A militant attack on an Egyptian border post in the Sinai on Sunday left at least sixteen dead and sparked major concern in Israel where officials have expressed exasperation about the lack of security in the peninsula since the fall of Egyptian strongman Hosni Mubarak early last year.
The perpetrators, dressed in traditional bedouin drab, reportedly attacked Egyptian border guards as they stopped work at sunset to break the Ramadan fast. The militants then managed to hijack armored vehicles and tried to infiltrate Israel. They breached the border before Israeli forces stopped them, killing eight.
Egyptian president Mohamed Morsi consulted with army leaders on Monday to prepare a response. “Those who carried out this crime will pay dearly,” he said. “The forces will impose full control over these areas of Sinai.” Helicopter gunships were deployed to comb the area.
Yoav Mordechai, spokesman for the Israeli Defense Forces, lamented on army radio that the Sinai had “become a hothouse for world terrorism because of the weak control exercised” by the Egyptian government.
Speaking to the Knesset‘s foreign affairs and defense committee, defense minister Ehud Barak described the attack as a “wake-up call for the Egyptians to take matters into their own hands.” He claimed that the attackers were linked to a jihadist group.
An Egyptian official told the Al-Ahram newspaper that authorities suspect the militants entered Egypt from the Gaza Strip.

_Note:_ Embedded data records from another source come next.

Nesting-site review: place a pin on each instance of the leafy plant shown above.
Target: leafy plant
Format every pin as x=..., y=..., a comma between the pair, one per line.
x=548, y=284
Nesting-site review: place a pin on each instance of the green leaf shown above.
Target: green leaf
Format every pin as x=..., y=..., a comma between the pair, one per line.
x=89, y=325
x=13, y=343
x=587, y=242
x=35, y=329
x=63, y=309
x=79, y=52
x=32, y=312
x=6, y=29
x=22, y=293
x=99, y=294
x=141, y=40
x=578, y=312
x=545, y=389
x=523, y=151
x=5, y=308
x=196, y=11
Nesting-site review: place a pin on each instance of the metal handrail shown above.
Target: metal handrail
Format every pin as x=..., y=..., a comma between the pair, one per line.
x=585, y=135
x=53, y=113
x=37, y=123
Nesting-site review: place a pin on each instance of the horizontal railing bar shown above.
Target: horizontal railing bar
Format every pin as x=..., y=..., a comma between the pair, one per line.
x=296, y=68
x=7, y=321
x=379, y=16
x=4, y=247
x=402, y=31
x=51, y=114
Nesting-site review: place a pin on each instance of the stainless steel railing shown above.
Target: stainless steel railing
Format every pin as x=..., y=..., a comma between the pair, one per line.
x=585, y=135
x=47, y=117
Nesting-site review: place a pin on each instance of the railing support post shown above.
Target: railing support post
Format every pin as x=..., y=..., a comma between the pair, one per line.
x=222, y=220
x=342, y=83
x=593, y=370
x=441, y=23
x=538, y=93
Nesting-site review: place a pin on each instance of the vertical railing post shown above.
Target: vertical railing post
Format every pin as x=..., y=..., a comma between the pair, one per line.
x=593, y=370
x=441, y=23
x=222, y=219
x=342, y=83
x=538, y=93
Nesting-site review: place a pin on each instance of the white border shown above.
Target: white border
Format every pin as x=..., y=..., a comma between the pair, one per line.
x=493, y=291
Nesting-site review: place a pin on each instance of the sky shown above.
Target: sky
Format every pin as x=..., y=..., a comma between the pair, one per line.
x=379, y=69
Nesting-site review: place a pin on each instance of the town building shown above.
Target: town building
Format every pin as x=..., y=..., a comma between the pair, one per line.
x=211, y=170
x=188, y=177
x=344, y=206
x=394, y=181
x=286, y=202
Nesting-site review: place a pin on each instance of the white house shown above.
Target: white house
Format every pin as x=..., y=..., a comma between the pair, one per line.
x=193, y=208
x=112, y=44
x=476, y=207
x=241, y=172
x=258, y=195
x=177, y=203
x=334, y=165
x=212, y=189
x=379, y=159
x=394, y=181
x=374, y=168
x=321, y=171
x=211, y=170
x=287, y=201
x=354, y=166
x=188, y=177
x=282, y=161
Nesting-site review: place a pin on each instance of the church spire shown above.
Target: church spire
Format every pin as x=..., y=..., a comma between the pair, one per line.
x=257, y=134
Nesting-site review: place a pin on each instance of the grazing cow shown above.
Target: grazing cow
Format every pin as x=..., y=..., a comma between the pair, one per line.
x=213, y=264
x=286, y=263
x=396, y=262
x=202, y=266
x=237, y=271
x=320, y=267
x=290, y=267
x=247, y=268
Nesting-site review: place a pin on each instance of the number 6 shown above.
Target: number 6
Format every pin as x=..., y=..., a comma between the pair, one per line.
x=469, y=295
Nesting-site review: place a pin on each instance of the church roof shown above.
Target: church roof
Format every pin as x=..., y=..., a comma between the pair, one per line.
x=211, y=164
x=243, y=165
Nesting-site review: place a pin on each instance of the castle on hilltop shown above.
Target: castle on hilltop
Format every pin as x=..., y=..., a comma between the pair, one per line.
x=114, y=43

Hamas, which controls the Palestinian territory, has denied involvement and condemned the incident.
Daniel R. DePetris wrote for the Atlantic Sentinel last year that the bedouin tribesmen who roam the Sinai “have resisted the writ of the Egyptian government ever since the nation state concept was first introduced.”
State security, the Egyptian military and Egypt’s intelligence corps are hated in this neck of the woods. During the Mubarak era, hundreds of tribesmen were rounded up by Egyptian police officers and detained without charge and held without trial.
Sinai residents are among the poorest in Egypt, with the province of North Sinai the most economically destitute.
The peninsula is demilitarized as a condition of Egypt’s 1979 peace treaty with Israel. The Jewish state consented to Egypt sending in troops last year to impose order. With the exception of recent military offensives however, there has been no police presence in the region. Analysts from the geostrategic consultancy firm Wikistrat warned in May that the security vacuum was “rapidly being filled by Islamist militant groups.”
Since Hosni Mubarak’s ouster in February of last year, there have been more than a dozen attacks on the pipeline that carries Egyptian natural gas to Israel and Jordan. Tourism in the Red Sea resort of Sharm el-Sheikh has faltered as a result of the violence in the area and the uncertain political future of Egypt altogether.
Israel could ultimately decide to deploy troops to the area to quell the unrest but that would “further strain the Egyptian-Israeli relationship,” according to Wikistrat, “and risk raising more anti-Israel sentiment in the Egyptian public.”